It’s been a hell of a long time since I made a meatloaf. I mean… a really really really long time. Almost 5-6 years or something? I’m not really sure why either. It’s a quick and easy part of dinner that can be tossed together in no time at all. Plus, it can be made to be pretty damn healthy too!
So, after discussing meatloaf with a group of friends last week, I decided that it was high time for me to make another meatloaf. This time though? We’re going old-school and classic with this loaf of meat.
I started this meatloaf out by using the base recipe from the one that I made some years back now. I did make a few changes. For instance, using lean beef and the classic tomato sauce. The only tricky part with this meatloaf is seasoning it. Usually when a traditional meatloaf is made people tend to use ketchup. But, we’re not doing that here because of the salt factor.
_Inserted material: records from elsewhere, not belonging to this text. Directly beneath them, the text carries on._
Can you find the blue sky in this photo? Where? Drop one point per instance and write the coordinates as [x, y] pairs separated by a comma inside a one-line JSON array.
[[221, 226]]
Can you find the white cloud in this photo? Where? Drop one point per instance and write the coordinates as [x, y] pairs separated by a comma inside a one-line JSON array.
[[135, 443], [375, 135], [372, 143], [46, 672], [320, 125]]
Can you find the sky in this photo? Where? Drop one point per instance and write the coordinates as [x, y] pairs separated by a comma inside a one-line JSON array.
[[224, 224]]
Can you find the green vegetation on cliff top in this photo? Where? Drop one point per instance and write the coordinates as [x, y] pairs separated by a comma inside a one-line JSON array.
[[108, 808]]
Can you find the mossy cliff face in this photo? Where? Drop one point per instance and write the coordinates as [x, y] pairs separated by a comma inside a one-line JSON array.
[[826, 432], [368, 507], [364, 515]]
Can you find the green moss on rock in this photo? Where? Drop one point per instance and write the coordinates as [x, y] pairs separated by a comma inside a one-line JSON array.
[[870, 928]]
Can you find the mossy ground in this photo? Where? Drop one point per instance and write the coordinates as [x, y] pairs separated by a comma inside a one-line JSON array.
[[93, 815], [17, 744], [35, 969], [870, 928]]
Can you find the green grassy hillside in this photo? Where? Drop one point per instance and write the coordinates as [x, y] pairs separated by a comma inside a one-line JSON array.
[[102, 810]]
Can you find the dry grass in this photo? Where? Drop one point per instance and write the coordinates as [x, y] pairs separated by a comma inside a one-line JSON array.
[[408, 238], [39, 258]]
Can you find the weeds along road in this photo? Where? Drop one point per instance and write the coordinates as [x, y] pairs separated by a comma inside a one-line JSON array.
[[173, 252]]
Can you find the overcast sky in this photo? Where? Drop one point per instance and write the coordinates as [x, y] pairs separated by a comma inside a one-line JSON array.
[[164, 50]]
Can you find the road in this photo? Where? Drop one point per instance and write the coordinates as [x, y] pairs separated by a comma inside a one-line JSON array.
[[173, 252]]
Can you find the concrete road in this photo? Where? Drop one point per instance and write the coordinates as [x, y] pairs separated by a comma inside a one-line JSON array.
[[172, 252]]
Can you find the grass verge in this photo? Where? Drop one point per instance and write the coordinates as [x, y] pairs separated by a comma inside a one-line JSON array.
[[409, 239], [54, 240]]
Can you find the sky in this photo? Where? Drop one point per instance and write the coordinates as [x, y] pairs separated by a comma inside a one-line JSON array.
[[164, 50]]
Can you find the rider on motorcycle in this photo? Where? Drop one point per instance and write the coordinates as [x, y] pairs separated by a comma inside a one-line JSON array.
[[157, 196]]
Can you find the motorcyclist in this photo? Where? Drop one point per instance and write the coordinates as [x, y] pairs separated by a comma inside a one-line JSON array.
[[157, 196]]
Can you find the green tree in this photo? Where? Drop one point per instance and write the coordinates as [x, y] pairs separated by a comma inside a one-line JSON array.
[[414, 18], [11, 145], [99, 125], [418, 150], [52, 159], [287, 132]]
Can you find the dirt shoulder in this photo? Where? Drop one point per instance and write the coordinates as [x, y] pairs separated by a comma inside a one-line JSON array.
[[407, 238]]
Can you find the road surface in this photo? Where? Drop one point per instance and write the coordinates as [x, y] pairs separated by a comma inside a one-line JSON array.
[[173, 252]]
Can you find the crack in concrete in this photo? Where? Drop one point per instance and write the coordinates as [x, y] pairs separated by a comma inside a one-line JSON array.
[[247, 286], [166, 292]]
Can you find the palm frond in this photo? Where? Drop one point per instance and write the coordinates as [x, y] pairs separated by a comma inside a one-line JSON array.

I don’t like products telling me how salty my food should be. I can do that for myself! I added about 1/2 Tsp. of salt and 1/4 Tsp. black pepper to the meat mixture and then seasoned the tomato mixture on top of the meatloaf before adding it on. You’ll want that top sauce to be a little on the salty side since it’s what’s going to give your loaf an added boost of flavor.
There you have it! A veggie loaded healthified version of a traditional meatloaf. I served mine with some mashed red potatoes and called it a day. Good stuff, folks. Good stuff!